I believe I can safely say that nobody acknowledges and understands the complexity of all state within that class, and that whatever incentives there may be to simplify it are not enough for that to actually happen.

(It ends on line 4692)


Right but that would still be true if they were globals instead. Putting all the globals in a class doesn't make any difference to how much state you have.


> Putting all the globals in a class doesn't make any difference to how much state you have.

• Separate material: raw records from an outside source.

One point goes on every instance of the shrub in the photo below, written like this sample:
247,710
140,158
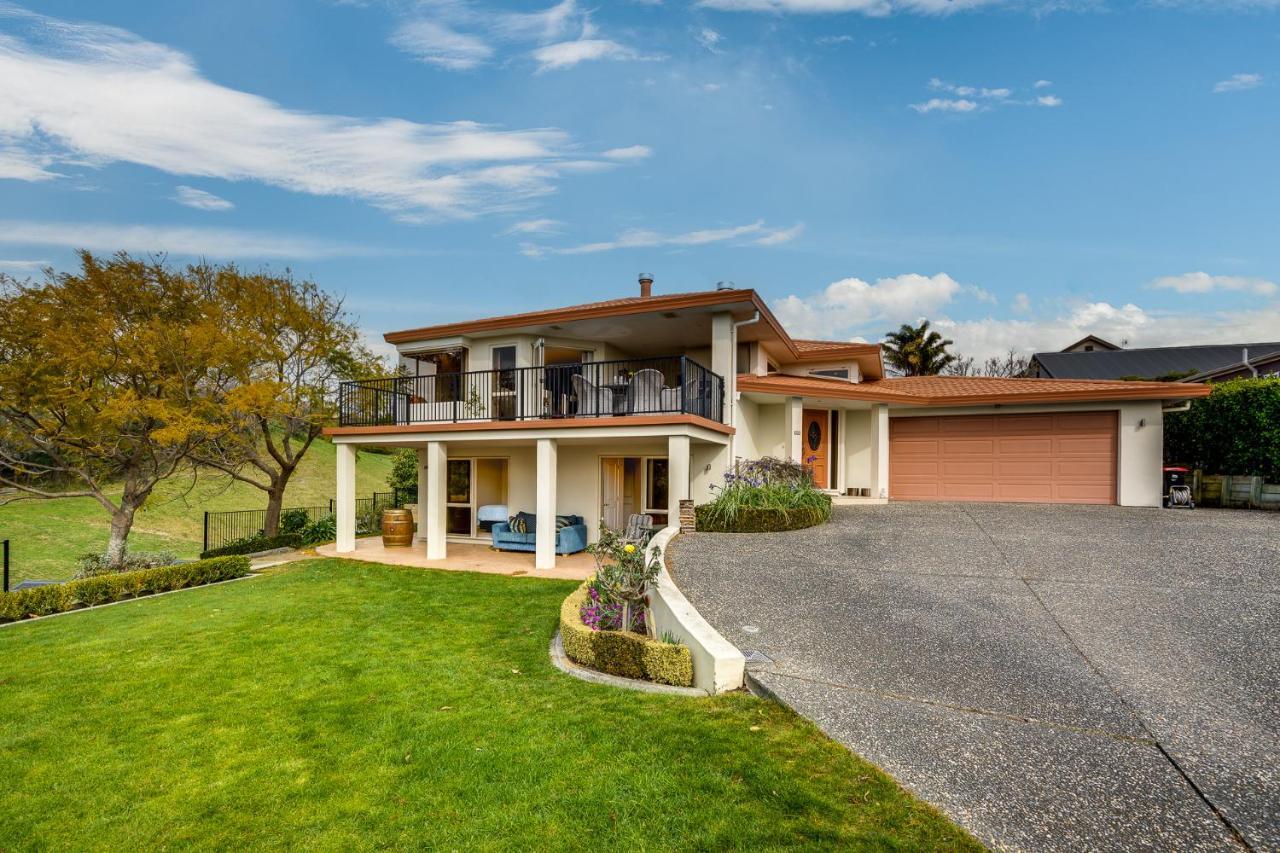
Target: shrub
96,564
255,543
403,474
622,578
293,520
101,589
1233,430
763,520
624,653
762,495
323,529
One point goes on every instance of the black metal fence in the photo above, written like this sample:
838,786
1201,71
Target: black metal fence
224,528
672,384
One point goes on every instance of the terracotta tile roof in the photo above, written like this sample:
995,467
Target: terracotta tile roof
807,346
958,391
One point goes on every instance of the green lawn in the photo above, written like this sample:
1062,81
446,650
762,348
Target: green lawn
344,705
48,536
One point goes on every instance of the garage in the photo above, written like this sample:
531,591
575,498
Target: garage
1059,457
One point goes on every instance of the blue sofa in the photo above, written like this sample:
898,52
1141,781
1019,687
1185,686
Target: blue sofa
568,539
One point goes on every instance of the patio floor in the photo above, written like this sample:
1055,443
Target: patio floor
467,557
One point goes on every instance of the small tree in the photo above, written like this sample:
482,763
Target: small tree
403,474
105,383
917,351
292,345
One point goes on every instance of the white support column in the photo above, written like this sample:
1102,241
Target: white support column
677,475
794,423
544,541
880,451
344,495
437,497
421,495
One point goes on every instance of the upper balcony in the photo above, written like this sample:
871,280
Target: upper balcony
658,386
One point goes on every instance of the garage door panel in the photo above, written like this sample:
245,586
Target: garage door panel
1064,457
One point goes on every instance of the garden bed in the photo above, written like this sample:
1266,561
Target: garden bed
624,653
108,588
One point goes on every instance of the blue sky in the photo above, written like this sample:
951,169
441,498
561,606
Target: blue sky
1022,172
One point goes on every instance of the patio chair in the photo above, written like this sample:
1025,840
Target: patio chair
639,529
644,391
593,401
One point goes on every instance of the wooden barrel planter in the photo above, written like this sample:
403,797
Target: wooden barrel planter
397,528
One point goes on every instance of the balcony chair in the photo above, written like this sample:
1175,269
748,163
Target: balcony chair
644,391
593,401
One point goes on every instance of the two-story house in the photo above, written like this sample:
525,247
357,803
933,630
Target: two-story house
631,405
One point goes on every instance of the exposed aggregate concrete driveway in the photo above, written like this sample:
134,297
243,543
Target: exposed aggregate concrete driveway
1050,676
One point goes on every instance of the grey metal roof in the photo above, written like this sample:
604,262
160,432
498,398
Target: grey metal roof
1150,363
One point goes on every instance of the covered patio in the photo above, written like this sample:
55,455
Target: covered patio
465,556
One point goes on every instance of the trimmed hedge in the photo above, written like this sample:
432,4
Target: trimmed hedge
252,544
101,589
764,520
631,656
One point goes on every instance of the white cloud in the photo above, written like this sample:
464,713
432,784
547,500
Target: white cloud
630,153
92,95
873,8
945,105
853,306
200,200
1206,283
535,227
778,237
709,39
1238,83
850,304
434,42
757,232
200,242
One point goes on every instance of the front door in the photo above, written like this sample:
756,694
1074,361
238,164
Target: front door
816,443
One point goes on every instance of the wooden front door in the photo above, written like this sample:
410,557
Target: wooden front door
816,445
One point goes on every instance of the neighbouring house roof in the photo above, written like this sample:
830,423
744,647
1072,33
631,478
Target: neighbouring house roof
1091,338
1147,363
1266,365
961,391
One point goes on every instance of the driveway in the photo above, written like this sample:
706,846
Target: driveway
1050,676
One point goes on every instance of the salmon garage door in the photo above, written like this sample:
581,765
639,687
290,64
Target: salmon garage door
1034,459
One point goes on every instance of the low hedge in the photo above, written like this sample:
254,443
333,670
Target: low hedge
631,656
764,520
101,589
252,544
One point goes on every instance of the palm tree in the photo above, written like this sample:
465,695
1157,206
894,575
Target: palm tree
917,351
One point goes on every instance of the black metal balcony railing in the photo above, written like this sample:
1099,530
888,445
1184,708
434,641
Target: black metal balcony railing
672,384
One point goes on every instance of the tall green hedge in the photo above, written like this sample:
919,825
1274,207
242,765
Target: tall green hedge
101,589
1233,430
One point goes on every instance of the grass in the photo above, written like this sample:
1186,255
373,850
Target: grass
48,536
346,705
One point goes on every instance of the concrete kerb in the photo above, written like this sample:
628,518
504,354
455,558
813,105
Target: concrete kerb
718,665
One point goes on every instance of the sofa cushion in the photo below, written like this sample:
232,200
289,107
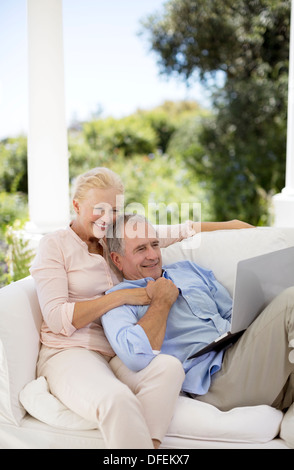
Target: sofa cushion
192,419
221,250
20,322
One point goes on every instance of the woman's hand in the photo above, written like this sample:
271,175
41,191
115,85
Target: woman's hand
137,296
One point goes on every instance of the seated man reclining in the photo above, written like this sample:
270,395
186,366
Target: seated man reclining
189,308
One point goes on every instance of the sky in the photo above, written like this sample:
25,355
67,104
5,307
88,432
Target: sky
107,65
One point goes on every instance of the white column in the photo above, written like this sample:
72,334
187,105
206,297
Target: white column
47,134
284,202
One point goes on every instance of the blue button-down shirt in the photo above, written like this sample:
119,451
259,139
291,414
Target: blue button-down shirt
201,313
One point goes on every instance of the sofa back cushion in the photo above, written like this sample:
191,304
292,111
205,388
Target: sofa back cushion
221,250
20,323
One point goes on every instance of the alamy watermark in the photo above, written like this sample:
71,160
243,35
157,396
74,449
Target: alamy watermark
167,218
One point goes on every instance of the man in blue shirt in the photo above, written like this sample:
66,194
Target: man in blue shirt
188,309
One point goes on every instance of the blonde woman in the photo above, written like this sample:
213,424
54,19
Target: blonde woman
71,275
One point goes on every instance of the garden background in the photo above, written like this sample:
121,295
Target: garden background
230,157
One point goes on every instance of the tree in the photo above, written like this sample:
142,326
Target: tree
241,151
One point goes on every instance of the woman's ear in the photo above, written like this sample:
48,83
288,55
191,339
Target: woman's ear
116,259
76,206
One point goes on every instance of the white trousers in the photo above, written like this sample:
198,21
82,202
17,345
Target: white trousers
130,408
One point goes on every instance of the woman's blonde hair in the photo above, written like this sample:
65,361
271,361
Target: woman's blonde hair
100,178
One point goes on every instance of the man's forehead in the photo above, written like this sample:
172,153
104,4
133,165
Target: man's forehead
139,231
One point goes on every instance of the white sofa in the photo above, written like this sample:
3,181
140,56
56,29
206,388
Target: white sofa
32,418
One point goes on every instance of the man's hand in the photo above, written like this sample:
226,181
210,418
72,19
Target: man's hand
162,290
163,294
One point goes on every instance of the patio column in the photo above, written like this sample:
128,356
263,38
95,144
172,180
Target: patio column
47,133
284,202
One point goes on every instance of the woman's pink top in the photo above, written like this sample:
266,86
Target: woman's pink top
65,272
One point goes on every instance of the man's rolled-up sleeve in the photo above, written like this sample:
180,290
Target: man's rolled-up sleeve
127,338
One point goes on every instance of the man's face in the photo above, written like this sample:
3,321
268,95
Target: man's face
142,256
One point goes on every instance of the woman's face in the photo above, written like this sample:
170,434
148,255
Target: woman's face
98,210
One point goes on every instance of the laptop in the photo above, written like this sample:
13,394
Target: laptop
258,281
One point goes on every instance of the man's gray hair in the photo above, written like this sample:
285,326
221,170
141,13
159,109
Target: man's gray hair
115,232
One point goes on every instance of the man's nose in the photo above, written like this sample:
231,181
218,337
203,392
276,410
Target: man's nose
151,253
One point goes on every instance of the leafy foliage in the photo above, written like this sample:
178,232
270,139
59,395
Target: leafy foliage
241,151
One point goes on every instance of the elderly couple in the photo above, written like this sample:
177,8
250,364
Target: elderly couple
121,359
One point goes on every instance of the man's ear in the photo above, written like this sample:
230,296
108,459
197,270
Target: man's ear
116,259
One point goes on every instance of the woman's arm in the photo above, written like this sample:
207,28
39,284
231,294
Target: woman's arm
61,315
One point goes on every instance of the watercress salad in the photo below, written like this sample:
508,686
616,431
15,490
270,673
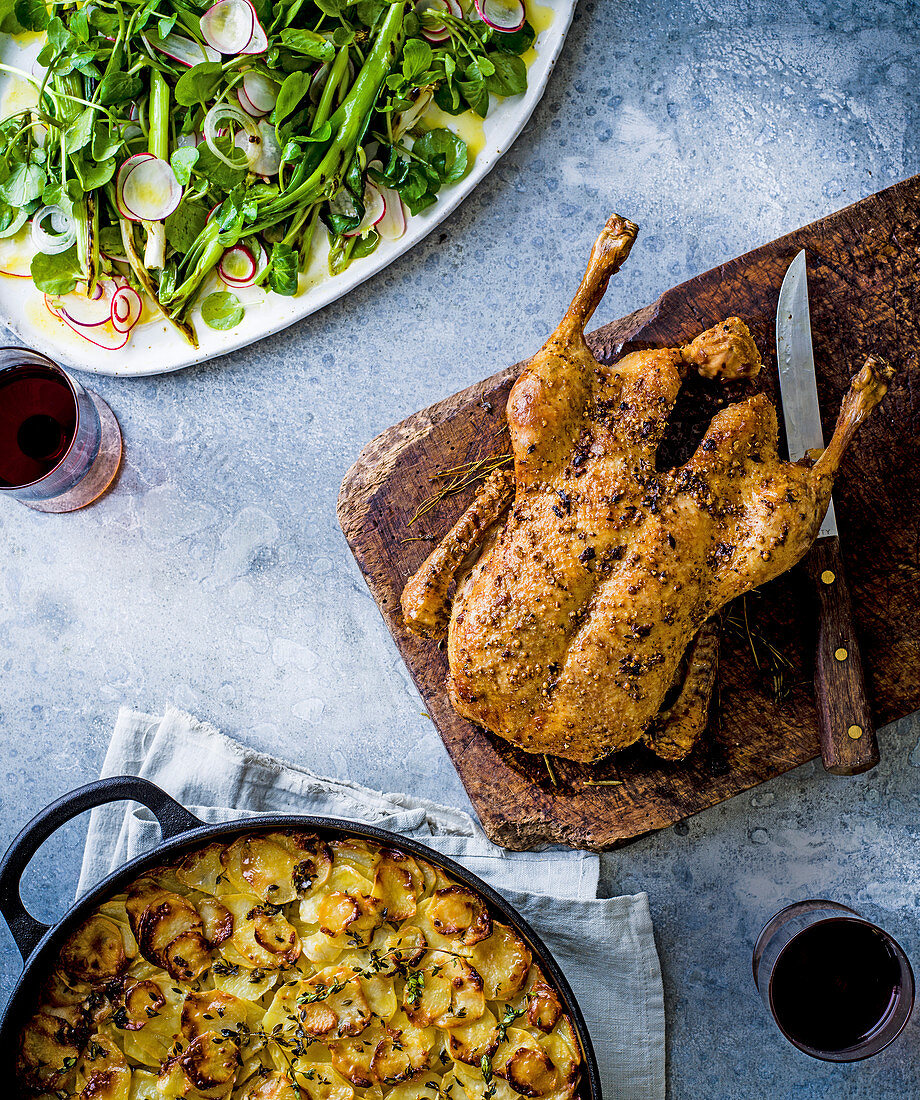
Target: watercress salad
172,139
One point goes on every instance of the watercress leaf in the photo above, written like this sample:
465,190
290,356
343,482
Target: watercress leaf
105,143
110,241
292,91
32,14
94,173
221,310
212,168
510,76
56,274
283,270
416,58
199,84
514,42
80,131
24,184
445,153
119,88
185,223
307,42
183,161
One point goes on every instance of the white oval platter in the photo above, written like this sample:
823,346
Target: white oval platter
154,348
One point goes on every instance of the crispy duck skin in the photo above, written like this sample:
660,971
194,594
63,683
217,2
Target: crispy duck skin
569,630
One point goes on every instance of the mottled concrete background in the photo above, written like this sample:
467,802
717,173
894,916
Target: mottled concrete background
216,575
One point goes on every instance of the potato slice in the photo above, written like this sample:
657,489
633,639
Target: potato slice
95,953
474,1041
397,884
447,993
262,936
48,1049
404,1052
502,961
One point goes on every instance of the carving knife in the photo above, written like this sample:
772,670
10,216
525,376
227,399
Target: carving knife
844,719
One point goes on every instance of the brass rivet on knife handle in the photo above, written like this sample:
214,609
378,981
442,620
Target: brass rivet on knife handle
844,721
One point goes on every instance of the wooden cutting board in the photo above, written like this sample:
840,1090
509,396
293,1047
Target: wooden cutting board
864,274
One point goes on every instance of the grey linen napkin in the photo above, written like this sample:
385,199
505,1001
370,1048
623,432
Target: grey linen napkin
604,945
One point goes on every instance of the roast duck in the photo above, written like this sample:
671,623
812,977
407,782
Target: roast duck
589,619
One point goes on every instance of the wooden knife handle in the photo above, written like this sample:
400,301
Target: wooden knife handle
844,718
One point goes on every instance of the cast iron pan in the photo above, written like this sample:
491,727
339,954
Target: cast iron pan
182,832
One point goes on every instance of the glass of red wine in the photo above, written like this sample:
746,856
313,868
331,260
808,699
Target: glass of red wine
59,444
839,988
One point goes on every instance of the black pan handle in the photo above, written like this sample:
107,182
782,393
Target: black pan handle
173,817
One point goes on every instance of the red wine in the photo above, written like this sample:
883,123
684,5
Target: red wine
37,420
834,983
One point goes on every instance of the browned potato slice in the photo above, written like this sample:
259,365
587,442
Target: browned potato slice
502,961
216,920
472,1042
332,1004
404,1052
210,1065
397,886
544,1007
353,1056
392,950
456,911
95,952
48,1049
448,993
142,1003
262,936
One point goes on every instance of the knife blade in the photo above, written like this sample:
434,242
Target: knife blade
844,719
797,381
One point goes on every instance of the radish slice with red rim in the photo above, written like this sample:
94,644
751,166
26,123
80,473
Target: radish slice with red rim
102,336
150,190
127,309
122,175
374,209
505,15
228,25
185,51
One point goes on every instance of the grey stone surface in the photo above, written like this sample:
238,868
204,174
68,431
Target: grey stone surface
215,575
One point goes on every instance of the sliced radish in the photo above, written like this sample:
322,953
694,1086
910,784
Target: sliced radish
238,266
17,253
186,51
63,237
150,190
87,312
122,175
393,223
437,32
408,118
504,15
102,336
259,41
262,151
374,209
261,91
126,309
249,130
228,25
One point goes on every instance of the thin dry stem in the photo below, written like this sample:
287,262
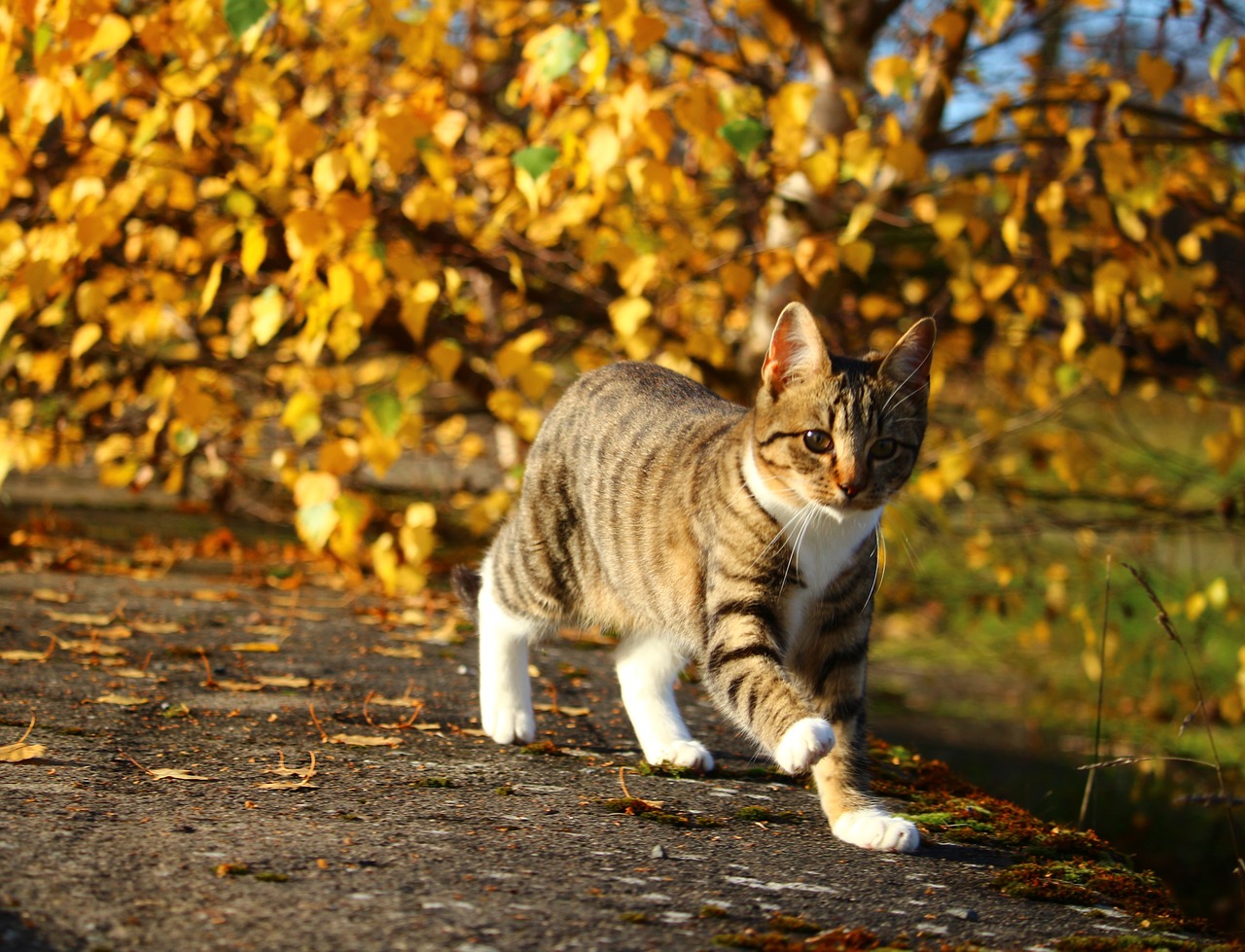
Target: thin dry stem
1164,621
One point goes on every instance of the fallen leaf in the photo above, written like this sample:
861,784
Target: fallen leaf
136,675
18,654
363,741
157,627
563,710
213,595
228,685
120,699
21,751
85,646
395,701
78,617
168,773
272,631
283,681
409,651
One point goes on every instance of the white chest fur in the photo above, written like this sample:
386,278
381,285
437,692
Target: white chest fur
821,542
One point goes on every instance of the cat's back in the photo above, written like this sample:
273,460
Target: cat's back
623,405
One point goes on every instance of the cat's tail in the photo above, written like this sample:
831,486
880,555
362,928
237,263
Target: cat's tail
466,583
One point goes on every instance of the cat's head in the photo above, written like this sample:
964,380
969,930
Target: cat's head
836,431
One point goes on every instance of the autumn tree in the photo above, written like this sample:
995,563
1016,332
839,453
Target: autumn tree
247,244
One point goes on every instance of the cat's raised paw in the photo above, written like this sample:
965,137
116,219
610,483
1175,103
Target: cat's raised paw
876,830
689,755
508,724
804,743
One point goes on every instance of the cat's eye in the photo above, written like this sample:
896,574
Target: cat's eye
818,441
883,449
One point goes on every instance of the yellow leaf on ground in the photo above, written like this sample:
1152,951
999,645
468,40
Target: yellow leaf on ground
408,651
168,773
13,753
78,617
283,681
563,710
121,699
18,654
363,741
230,685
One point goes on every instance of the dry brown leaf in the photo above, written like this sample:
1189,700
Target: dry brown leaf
230,685
364,741
213,595
18,654
267,631
563,710
70,617
394,701
21,751
86,646
136,675
303,773
283,681
120,699
168,773
409,651
157,627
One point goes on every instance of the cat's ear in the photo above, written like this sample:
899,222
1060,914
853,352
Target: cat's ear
796,350
907,365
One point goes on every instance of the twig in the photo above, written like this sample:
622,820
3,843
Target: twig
22,738
324,737
210,682
1139,758
1164,621
1102,685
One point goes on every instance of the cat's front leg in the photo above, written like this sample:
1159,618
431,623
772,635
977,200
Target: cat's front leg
742,668
506,711
646,668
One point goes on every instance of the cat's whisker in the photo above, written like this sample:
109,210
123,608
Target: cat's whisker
879,572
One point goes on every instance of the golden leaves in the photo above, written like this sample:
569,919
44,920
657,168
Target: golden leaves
20,750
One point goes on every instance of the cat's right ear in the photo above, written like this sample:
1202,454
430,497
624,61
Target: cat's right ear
796,350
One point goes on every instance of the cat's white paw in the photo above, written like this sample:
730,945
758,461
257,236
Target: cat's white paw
507,722
804,743
876,830
692,755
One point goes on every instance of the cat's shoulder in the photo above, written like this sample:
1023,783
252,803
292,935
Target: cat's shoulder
652,381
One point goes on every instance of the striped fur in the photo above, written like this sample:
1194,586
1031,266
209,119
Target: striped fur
745,541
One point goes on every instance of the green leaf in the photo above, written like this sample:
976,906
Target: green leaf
240,15
559,53
536,159
386,409
745,136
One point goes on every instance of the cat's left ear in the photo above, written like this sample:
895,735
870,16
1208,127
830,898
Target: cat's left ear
907,365
796,350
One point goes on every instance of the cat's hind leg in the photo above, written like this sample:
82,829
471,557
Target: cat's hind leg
505,686
646,668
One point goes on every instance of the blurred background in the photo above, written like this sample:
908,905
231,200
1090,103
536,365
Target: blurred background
327,264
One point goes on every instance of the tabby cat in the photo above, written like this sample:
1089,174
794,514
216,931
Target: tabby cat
742,539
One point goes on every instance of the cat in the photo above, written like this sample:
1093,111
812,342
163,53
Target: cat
742,539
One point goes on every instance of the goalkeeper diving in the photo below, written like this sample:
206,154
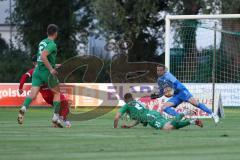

I didn't make any claims about the _amount_ of state. My claim was that “you're forced to acknowledge and understand the complexity of your state” (i.e., moving it all together in one place helps understanding the state) is plain-out wrong.


It's not wrong. Obviously putting it all in one place makes you consider just how much of it you have, rather than having it hidden away all over your code.


Yes, it’s the most pragmatic and it’s only “awful” because it makes the actual problem visible. And would likely encourage slowly refactoring code to handle its state in a more sane way, until you’re only left with the really gnarly stuff, which shouldn’t be too much anymore and you can put them in individual thread local storages.

It’s an easy transition path.


I think my bigger fear is around security. A process per connection keeps things pretty secure for that connection regardless of what the global variables are doing (somewhat hard to mess that up with no concurrency going on in a process).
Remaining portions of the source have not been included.